# SpeakAge - Predicting Child Age from Conversation Data
Author: Adi Salmon, Freida Barnatan


In [None]:
from google.colab import drive
drive.mount('/content/drive')

Drive already mounted at /content/drive; to attempt to forcibly remount, call drive.mount("/content/drive", force_remount=True).


In [None]:
import pandas as pd

file_path = '/content/drive/MyDrive/Final_Project/dataset_with_child_features.csv'
df_loaded = pd.read_csv(file_path)

df_loaded.head()

## Evaluate Model Using Prompts

In this section, we evaluate the child age prediction model by providing GPT with prompts containing few-shot examples and conversation context. We compare the model’s predicted age groups with the true age_bin_readable values, compute accuracy, and analyze mispredictions to understand the impact of prompt design on performance.
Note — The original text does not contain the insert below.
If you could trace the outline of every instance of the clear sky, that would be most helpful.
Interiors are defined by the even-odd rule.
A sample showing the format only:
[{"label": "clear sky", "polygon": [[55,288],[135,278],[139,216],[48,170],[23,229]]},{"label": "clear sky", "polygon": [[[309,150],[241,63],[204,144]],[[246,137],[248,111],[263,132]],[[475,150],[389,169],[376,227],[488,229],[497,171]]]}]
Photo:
### Predict Child Age Groups Using GPT-3.5

This section improves the previous approach by including 1–2 adult lines before each child utterance as context. This gives GPT more information about what the child is responding to, improving prediction accuracy. The pipeline handles token limits, cleans special tokens, truncates long conversations, and computes accuracy.

In [None]:
# ------------------ HEADER ------------------

import pandas as pd
import random
import ast
from openai import OpenAI

# Initialize OpenAI client
client = OpenAI(api_key="-- ")

# ------------------ DATA PREPARATION ------------------

# Ensure 'conversation' column is proper Python list
df['conversation'] = df['conversation'].apply(lambda x: ast.literal_eval(x) if isinstance(x, str) else x)

# Clean special tokens
def clean_text(text):
    return text.replace("UNRECOGNIZED_WORD", "[unintelligible]").replace("UNK", "[unknown]")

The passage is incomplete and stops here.